The parties had been engaged in an on-and-off relationship for a few years and had been fighting over access to the child since shortly after his birth. The child lived with his mother, and his father had access during daytime hours only. During the course of the 34-day trial, one of the main issues was whether to allow the child to have overnight visits with his father. The trial judge concluded that it was in the best interests of the child to have overnights. His mother appealed the trial judge’s decision.
The parents’ relationship was complicated and toxic from the beginning. Both parties had children from previous relationships. Justice Benotto, writing for the Court of Appeal, noted that the parties had treated each other with cruelty and disrespect. The appellant alleged that the respondent had physically abused her. There were allegations by both parties of substance abuse, as well as lying and inappropriate conduct by both parties during the course of the litigation.
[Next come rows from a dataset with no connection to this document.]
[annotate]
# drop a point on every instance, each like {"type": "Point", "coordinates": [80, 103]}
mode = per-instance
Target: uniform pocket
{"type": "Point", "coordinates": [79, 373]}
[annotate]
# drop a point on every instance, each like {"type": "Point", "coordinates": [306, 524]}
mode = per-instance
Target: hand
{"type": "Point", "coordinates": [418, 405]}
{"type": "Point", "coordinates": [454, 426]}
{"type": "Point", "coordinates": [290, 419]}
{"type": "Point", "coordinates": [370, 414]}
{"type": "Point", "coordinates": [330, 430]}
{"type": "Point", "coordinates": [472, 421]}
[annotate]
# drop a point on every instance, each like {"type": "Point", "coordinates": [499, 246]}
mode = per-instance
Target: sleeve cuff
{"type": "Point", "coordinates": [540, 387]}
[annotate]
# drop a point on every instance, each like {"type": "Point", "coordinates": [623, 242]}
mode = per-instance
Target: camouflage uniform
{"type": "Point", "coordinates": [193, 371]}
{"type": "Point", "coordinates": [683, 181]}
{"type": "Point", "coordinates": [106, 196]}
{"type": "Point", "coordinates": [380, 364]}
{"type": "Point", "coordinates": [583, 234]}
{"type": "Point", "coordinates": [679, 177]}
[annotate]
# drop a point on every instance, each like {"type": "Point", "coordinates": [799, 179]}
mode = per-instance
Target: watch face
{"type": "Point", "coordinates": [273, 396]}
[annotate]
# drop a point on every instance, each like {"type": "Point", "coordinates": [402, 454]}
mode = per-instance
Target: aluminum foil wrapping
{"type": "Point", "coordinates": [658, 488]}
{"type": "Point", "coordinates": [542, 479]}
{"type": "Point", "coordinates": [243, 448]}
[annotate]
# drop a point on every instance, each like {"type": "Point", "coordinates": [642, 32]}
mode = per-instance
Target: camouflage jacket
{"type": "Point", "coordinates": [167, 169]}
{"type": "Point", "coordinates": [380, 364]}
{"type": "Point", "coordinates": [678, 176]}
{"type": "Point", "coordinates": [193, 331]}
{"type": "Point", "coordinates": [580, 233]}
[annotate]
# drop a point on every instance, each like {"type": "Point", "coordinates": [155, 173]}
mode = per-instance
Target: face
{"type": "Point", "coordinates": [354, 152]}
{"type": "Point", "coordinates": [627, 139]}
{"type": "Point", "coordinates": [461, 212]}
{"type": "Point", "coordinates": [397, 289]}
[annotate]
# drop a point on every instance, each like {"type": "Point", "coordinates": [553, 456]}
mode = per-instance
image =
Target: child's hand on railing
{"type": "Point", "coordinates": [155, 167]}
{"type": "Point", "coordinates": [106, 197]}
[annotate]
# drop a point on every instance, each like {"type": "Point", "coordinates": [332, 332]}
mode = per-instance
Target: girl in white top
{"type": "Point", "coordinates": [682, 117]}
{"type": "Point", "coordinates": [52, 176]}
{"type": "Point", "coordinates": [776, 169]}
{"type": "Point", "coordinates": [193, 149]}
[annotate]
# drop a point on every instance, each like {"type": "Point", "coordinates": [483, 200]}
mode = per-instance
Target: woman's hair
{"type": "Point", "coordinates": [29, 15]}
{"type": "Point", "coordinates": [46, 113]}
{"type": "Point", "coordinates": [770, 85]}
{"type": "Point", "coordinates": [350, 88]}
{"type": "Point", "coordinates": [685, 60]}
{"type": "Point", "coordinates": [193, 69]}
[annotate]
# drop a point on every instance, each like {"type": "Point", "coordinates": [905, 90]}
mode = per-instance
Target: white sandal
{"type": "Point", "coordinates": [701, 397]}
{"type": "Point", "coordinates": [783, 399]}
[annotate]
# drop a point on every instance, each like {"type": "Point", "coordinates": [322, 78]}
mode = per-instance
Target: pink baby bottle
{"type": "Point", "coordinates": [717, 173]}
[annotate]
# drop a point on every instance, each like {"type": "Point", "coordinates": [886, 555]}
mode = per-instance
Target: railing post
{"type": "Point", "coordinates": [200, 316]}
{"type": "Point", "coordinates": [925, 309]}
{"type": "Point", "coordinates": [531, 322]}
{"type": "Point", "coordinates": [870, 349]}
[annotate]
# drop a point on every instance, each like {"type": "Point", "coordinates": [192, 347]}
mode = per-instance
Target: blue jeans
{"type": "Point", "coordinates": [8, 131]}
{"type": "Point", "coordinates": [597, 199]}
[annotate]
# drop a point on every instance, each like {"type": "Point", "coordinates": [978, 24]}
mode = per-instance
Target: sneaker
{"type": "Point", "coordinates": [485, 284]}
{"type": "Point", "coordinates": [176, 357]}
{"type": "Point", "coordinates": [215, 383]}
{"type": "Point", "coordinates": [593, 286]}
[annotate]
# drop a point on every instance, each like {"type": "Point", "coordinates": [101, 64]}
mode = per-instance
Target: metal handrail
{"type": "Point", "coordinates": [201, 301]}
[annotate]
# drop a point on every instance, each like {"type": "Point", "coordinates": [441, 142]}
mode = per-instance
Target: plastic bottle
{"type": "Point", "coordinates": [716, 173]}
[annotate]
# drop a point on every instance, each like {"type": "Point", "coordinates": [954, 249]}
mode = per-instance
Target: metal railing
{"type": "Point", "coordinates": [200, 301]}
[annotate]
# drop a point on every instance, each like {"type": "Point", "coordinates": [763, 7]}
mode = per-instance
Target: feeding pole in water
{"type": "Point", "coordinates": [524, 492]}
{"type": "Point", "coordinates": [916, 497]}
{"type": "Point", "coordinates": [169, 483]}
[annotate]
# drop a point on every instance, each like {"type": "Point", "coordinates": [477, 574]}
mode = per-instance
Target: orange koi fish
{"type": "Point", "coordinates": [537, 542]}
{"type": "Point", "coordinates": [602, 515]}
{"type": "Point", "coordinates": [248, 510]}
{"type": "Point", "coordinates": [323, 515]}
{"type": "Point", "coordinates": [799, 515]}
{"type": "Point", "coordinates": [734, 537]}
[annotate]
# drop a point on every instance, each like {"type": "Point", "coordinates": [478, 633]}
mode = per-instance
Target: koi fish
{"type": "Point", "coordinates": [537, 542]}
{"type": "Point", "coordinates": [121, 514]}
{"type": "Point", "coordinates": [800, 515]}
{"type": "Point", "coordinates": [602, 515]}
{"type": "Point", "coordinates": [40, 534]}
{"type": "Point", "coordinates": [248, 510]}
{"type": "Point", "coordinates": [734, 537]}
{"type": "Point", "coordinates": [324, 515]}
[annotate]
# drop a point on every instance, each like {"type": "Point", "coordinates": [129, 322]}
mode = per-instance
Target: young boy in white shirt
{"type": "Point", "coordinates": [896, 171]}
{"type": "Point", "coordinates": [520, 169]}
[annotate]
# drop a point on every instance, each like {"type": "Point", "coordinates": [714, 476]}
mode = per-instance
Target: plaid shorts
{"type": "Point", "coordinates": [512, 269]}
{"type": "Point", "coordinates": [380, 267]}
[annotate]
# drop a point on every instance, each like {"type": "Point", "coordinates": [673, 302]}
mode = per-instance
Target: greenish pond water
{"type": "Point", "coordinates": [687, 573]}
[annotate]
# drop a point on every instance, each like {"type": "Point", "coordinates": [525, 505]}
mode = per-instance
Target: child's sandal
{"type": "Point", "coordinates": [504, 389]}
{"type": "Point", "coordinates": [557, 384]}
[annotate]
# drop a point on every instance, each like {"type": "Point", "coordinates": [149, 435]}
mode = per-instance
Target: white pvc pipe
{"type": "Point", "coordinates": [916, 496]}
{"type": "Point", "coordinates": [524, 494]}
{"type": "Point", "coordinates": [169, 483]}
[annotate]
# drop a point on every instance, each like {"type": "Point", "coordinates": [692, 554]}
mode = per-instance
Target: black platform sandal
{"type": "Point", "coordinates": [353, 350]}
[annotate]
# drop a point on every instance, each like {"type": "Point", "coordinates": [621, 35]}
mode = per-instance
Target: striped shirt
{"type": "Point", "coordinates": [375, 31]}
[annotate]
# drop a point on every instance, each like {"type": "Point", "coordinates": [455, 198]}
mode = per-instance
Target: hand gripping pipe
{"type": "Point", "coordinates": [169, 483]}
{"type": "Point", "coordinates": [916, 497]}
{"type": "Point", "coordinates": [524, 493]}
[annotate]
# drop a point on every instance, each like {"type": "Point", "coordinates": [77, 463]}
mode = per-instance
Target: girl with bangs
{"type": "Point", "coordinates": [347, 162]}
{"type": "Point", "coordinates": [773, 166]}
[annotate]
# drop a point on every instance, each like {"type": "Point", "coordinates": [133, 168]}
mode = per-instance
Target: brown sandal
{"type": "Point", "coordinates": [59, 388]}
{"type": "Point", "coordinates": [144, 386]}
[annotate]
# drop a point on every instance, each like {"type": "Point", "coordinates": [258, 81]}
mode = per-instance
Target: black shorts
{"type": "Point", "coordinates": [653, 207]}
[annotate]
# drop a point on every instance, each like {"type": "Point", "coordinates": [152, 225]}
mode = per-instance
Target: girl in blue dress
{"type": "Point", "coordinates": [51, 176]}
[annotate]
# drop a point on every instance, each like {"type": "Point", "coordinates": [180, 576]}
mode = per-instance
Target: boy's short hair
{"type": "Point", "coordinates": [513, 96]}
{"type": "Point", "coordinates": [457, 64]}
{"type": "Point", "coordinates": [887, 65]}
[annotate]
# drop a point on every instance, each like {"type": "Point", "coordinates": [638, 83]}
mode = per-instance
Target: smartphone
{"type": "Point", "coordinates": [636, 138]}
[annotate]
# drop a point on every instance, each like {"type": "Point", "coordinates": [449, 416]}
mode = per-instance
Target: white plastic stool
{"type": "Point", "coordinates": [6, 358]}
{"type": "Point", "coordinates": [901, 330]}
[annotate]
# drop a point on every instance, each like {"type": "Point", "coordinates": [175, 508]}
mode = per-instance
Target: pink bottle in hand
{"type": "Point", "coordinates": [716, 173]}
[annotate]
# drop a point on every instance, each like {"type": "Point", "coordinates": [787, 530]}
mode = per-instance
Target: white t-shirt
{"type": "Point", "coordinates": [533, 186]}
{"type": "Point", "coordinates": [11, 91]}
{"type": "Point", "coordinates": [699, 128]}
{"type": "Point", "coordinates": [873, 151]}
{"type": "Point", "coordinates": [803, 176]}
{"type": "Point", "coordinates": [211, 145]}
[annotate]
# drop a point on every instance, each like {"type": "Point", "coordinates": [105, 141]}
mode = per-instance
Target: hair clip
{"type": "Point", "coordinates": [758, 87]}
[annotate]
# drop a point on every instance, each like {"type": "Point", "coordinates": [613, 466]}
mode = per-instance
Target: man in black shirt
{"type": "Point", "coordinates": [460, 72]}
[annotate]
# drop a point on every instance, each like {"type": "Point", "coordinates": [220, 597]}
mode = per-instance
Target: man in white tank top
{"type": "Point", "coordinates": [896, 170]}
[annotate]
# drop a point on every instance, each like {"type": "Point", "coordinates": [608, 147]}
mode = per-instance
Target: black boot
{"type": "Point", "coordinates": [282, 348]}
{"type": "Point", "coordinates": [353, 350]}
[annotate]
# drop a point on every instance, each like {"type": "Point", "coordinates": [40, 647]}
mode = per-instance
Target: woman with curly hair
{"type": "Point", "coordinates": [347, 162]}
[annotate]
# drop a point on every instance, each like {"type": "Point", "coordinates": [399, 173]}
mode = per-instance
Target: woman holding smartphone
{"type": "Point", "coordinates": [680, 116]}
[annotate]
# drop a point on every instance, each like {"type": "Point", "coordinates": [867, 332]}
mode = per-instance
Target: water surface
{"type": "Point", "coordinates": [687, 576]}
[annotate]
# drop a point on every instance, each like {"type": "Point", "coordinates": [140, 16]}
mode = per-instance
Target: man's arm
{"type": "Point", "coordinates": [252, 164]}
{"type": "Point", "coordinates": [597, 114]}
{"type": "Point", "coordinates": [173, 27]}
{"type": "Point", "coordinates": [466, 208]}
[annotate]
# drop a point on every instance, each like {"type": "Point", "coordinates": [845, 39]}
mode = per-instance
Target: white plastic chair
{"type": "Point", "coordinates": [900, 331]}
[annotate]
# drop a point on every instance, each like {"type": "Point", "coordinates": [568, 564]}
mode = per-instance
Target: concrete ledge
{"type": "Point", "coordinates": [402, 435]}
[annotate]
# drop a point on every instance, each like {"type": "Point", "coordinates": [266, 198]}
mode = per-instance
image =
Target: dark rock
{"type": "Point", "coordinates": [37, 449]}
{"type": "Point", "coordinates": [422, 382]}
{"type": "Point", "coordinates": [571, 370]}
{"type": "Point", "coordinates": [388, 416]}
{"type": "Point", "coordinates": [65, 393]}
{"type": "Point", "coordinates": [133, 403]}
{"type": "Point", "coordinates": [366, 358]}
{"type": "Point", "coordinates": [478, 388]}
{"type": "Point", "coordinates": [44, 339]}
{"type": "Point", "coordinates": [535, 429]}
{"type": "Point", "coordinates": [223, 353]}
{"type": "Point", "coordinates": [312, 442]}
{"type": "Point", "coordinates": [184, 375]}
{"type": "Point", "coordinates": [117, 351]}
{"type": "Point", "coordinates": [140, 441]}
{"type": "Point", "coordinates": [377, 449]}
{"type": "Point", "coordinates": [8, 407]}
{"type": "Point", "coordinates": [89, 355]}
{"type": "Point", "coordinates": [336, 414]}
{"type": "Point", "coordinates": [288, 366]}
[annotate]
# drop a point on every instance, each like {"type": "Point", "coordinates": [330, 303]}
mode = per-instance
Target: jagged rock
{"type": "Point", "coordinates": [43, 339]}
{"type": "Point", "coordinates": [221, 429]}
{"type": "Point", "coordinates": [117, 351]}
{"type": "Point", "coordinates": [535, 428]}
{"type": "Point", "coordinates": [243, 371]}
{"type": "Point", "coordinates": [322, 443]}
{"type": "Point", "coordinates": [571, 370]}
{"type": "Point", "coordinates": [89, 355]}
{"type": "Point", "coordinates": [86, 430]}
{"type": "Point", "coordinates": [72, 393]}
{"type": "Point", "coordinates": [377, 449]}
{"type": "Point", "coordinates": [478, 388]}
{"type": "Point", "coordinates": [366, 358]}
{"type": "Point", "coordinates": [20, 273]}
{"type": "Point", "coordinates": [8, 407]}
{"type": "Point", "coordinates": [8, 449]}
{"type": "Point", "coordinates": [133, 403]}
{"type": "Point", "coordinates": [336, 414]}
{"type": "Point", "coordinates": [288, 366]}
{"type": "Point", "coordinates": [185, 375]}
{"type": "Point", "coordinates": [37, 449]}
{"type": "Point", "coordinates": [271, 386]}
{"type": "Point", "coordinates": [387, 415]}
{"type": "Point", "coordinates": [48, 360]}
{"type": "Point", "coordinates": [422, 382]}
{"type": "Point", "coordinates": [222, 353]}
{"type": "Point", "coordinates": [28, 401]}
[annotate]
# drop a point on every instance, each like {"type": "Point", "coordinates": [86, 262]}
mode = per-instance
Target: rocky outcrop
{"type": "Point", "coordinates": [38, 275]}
At the trial, Dr. Butkowsky, a respected child psychiatrist who had been involved with the parties since 2009 and was very familiar with the family, proposed a comprehensive parenting plan which included overnights with the father. He determined that overnights would be safe and were essential to the well-being of the child.
The trial judge agreed with Dr. Butkowsky’s recommendations noting of the doctor’s familiarity with the family and his expertise in his field. The trial judge further reasoned that the respondent had parented three children without incident or restriction and had spent many hours alone with the child in the past without incident. The trial judge ordered that Dr. Butkowsky’s parenting plan be implemented and that the child’s name be changed to include the respondent’s surname.
On appeal, the appellant raised the issue of custody. She submitted that the trial judge was required to make a finding of custody and his failure to do so constituted an error of law. The Court of Appeal disagreed, holding that it is not a requirement of Ontario legislation that a trial judge make a custody order. Section 28(1) of the Children’s Law Reform Act states that a court ‘may’ make such an order, but does not require the court to do so. Justice Benotto concluded that the trial judge could adopt the parenting plan proposed by Dr. Butkowsky without making an order for custody, noting
For over twenty years, multi-disciplinary professionals have been urging the courts to move away from the highly charged terminology of ‘custody’ and ‘access.’ These words denote that there are winners and losers when it comes to children. They promote an adversarial approach to parenting and do little to benefit the child. The danger of this ‘winner/lose syndrome’ in child custody battles has long been recognized. 
It was therefore open to the trial judge to adopt the ‘parenting plan’ proposed by the assessor without awarding ‘custody.’ It was also in keeping with the well-recognized view that the word ‘custody’ denotes ‘winner’ so consequently the other parent is the ‘loser’ and this syndrome is not in the best interests of the child. 
The Court of Appeal’s decision in this case signals a movement away from traditional awards of custody and access, and an increased focus on the best interest of the child. It will be interesting to see how this decision is interpreted and applied by the lower courts, and how this impacts families, and especially children, in the future.